Class imbalance problems
Imbalanced data can be found in many applications, and a number of approaches have been proposed to cope with imbalanced data sets. A basic approach is a sampling method. Sampling methods reduce the imbalance in the data set by removing (down-sampling) instances from the majority class or duplicating (up-sampling) instances from the minority class until the ratio between major and minor classes balance [1, 2]. The second approach is to adjust the cost (weight) of each class [1]. The third approach adapts the decision threshold to impose bias on the minority class.
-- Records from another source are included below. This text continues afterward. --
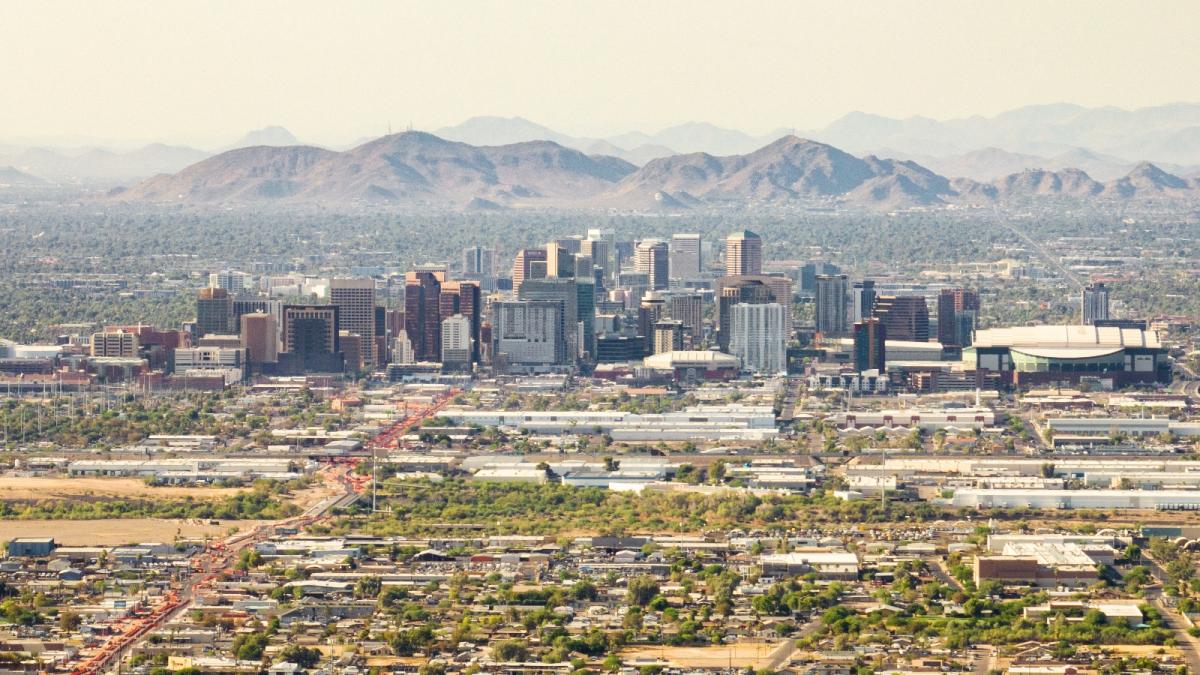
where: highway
[71,466,359,675]
[71,389,460,675]
[1142,551,1200,673]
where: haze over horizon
[0,1,1200,148]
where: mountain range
[113,132,1200,210]
[7,103,1200,187]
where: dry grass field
[0,476,245,501]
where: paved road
[100,468,359,671]
[1142,552,1200,673]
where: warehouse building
[950,488,1200,510]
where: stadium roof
[973,325,1162,351]
[644,350,739,370]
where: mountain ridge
[113,131,1200,210]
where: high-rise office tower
[492,300,564,365]
[521,279,580,363]
[196,288,233,335]
[546,241,575,279]
[851,279,875,323]
[438,281,484,363]
[667,293,704,348]
[329,277,377,366]
[937,288,979,347]
[462,246,496,285]
[725,229,762,276]
[512,243,546,291]
[580,235,614,282]
[575,279,596,362]
[854,317,888,374]
[229,295,283,330]
[815,274,848,336]
[280,305,342,372]
[209,269,251,295]
[240,312,280,365]
[337,330,364,372]
[439,313,475,370]
[404,271,445,362]
[634,239,671,291]
[730,303,787,374]
[653,318,683,354]
[91,330,138,359]
[875,295,929,342]
[637,291,667,354]
[800,261,841,295]
[1080,282,1109,325]
[580,229,620,281]
[391,328,416,363]
[670,234,703,281]
[716,279,775,353]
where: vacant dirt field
[0,476,245,501]
[0,518,263,546]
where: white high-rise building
[671,234,702,280]
[634,239,670,291]
[492,300,568,365]
[442,313,472,368]
[391,330,416,363]
[730,303,787,374]
[580,229,620,281]
[1081,283,1109,325]
[329,277,377,365]
[209,269,251,295]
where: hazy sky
[0,0,1200,145]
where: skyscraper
[725,229,762,276]
[730,303,787,374]
[521,279,580,364]
[546,241,575,279]
[667,293,704,348]
[240,312,280,366]
[1080,282,1109,325]
[851,279,875,322]
[854,317,888,374]
[716,279,775,353]
[438,281,484,363]
[404,270,445,362]
[637,291,666,354]
[462,246,496,291]
[512,243,546,291]
[492,300,564,365]
[670,234,703,281]
[329,277,377,368]
[196,288,233,335]
[875,295,929,342]
[815,274,848,336]
[280,305,342,372]
[653,318,683,354]
[439,313,475,370]
[937,288,979,347]
[209,269,250,295]
[634,239,671,291]
[580,229,620,281]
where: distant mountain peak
[230,125,301,148]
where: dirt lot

These approaches have been applied in many studies, however, they also have some drawbacks. For instance, the high computation load caused by replicating instances. On the other hand, removing some instances might also remove important information inside the data.
Further studies have improved these basic approaches. Sáez et al. [22] improved the sampling method by combining an iterative ensemble-based noise filter with Synthetic Minority Over-sampling Techniques (SMOTE-IPF). Krawczyk et al. [23] employed evolutionary under-sampling with a boosting method to improve the sampling method. The proposed algorithm was also applied to solving the classification of cancer data. Further extensions of the sampling method were studied by Charte et al. [24]. Ramentol et al. [25] applied a fuzzy rough set theory to develop a fuzzy-rough ordered weighted average approach for imbalanced classification. Embedding fuzzy theory in classification algorithms has also been conducted in some previous researches [26]. In addition, some improvements were made based on Granular Computing (GrC) [27].
Granular computing
Granular computing (GrC) is an innovative information processing computing model. It is a collective term referring to theories, methodologies, techniques, and tools for the analysis of information granules (IGs), e.g., groups, classes, intervals or clusters, encountered in problem solving [28–31]. Generally speaking, GrC is a process of complex information entities called information granules which arise in the process of data abstraction and derivation of knowledge from information. The idea of information granularity has been explored in a number of fields such as rough sets, fuzzy sets, cluster analysis, databases, machine learning and data mining [32].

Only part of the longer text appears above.